In Guyana, CAREC estimates that at the end of 1998, roughly 92 of every 100,000 persons were carrying the virus. In Barbados, the ratio was 64 of every 100,000. In Trinidad and Tobago, with its population of 1.2 million, the Ministry of Health estimates that 35 to 40 persons are testing positive with the virus every week.
“What is even worse is that we have been averaging 35 deaths per month,” says Chief Medical Officer, Dr. Rawle Edwards, noting that the figures are rising. Young girls in the 15-to-19 age group are contracting the virus at a ratio of 7 females to every 1 male. “At this rate, our young female population of child-bearing age will be decimated,” says Dr. Edwards.
The main mode of transmission of the virus in the Caribbean is through the practice of men and women having multiple sex partners.

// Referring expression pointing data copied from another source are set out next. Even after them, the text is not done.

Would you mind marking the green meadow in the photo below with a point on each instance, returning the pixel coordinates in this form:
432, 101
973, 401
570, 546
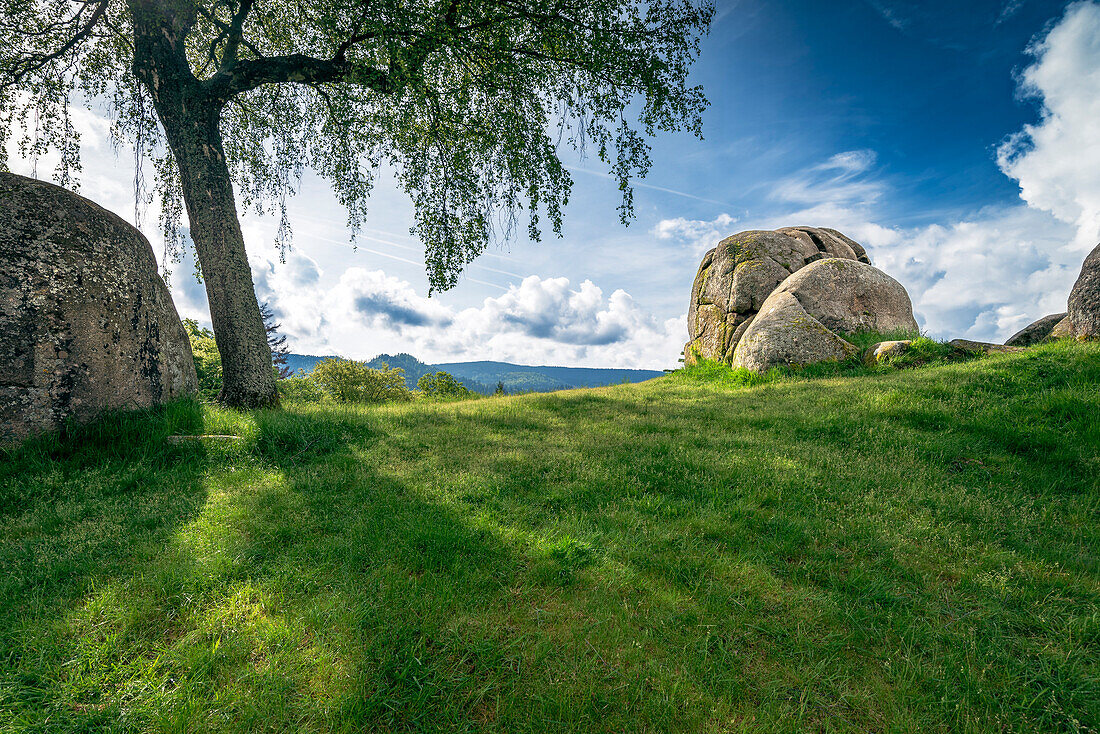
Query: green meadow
889, 550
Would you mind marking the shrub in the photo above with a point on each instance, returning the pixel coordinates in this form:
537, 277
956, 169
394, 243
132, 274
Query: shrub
441, 384
207, 359
300, 390
349, 381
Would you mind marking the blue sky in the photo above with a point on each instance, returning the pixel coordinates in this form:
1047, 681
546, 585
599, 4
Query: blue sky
958, 141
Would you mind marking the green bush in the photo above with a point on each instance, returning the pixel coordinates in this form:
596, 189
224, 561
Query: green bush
441, 384
300, 390
207, 359
349, 381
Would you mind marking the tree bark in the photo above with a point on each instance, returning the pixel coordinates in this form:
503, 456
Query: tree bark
190, 119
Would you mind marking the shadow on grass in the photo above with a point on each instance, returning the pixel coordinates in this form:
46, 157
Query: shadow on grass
848, 555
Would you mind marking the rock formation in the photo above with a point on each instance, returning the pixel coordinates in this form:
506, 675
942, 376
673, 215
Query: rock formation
86, 324
736, 278
1084, 310
1035, 331
802, 319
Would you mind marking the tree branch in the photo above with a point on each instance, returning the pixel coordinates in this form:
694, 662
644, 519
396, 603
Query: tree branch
234, 34
295, 67
32, 64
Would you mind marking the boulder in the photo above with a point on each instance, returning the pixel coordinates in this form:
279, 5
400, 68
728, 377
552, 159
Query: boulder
850, 296
1062, 329
86, 322
884, 350
783, 333
799, 321
736, 277
1084, 309
1035, 331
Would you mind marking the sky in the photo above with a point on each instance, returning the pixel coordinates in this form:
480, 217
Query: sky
959, 142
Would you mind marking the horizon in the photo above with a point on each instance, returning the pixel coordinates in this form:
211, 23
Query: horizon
957, 145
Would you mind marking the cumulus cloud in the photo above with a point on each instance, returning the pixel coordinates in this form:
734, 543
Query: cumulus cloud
1057, 161
699, 234
540, 320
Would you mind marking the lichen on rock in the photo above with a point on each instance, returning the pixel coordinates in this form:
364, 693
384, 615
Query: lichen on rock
86, 322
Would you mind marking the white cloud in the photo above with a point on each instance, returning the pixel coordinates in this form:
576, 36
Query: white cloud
539, 321
1057, 161
699, 234
838, 181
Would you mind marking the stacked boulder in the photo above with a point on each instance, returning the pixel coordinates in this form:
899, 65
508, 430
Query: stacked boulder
1081, 318
763, 298
86, 322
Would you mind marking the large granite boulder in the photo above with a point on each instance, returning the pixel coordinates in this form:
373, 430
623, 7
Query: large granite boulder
737, 276
1084, 310
86, 322
1035, 332
802, 319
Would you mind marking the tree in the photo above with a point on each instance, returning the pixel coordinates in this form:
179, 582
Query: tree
441, 384
465, 100
276, 341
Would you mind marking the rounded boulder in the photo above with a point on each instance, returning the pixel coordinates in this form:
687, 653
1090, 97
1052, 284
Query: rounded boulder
736, 277
1084, 309
86, 322
802, 320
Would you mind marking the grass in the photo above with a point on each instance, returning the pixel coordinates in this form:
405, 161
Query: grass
898, 551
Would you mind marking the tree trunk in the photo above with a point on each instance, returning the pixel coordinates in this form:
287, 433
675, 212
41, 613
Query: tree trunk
190, 117
248, 378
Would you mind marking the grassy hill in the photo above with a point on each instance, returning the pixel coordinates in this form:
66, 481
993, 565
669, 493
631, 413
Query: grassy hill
909, 551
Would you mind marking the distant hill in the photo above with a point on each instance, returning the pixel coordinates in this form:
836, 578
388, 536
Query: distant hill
482, 376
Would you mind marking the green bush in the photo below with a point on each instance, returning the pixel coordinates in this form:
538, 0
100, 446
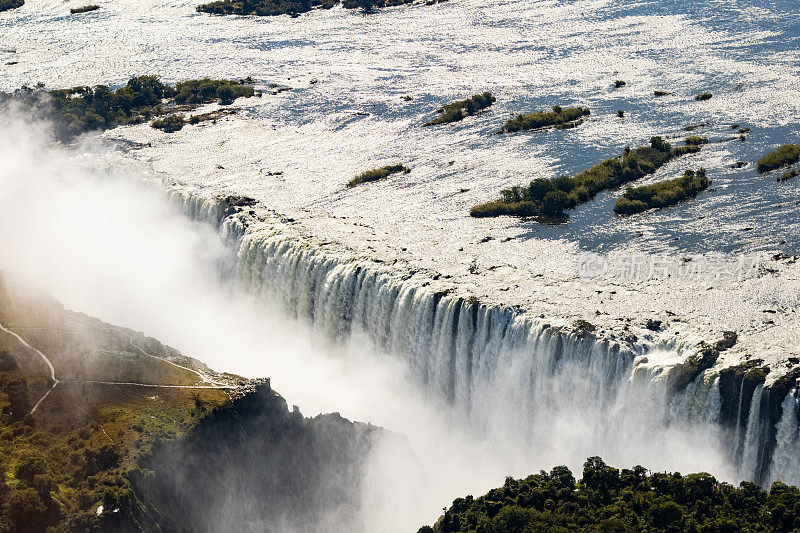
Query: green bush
81, 109
377, 174
662, 194
206, 90
84, 9
265, 8
170, 123
788, 154
789, 174
552, 197
612, 500
542, 119
462, 108
5, 5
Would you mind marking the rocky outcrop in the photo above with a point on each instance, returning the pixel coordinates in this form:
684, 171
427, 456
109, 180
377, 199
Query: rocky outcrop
254, 465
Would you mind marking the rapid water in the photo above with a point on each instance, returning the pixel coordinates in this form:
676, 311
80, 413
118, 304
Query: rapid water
531, 54
535, 388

Unprotected sex and social taboos preventing sex education from being easily taught to young people also account for the spread of HIV/AIDS, says CAREC.
Priorities for the Region
The University of the West Indies (UWI) expects the cost of caring for HIV/AIDS-infected persons in Trinidad and Tobago and Jamaica to consume by 2005 what these governments now spend ($200 million) on health care for their entire populations. “The rising incidence of HIV cases, if left unchecked in the region, will lead to continued negative growth and the eventual destabilization of economies in the Caribbean,” notes the UWI study.
A Caribbean Task Force on HIV/AIDS has identified a number of priorities for the region. They include the development of non-discriminatory policies and legislation; care and support for infected persons, including access to basic and anti-retroviral drugs; and the targeting of high-risk groups, including homosexual men, prostitutes, and youths for counseling in safe-sex practices.
The Bahamas alone among Caribbean states has been reporting a decrease in the incidence of AIDS. The government there is claiming success, reducing by 58 percent the mother-to-child transmission of HIV by using the ACTG 076 protocol — a regime of the AZT drug given to infected mothers after the first 14 weeks of pregnancy and to the baby after birth. Unlike other countries in the region, HIV/AIDS patients in the Bahamas receive treatment with double and triple therapy.
Committed to fighting the contraction of the disease at another level, medical institutions in Haiti, Trinidad and Tobago, and Brazil have formed a consortium to be part of phase two of vaccine trials.
Tony Fraser is a freelance writer based in Trinidad and Tobago.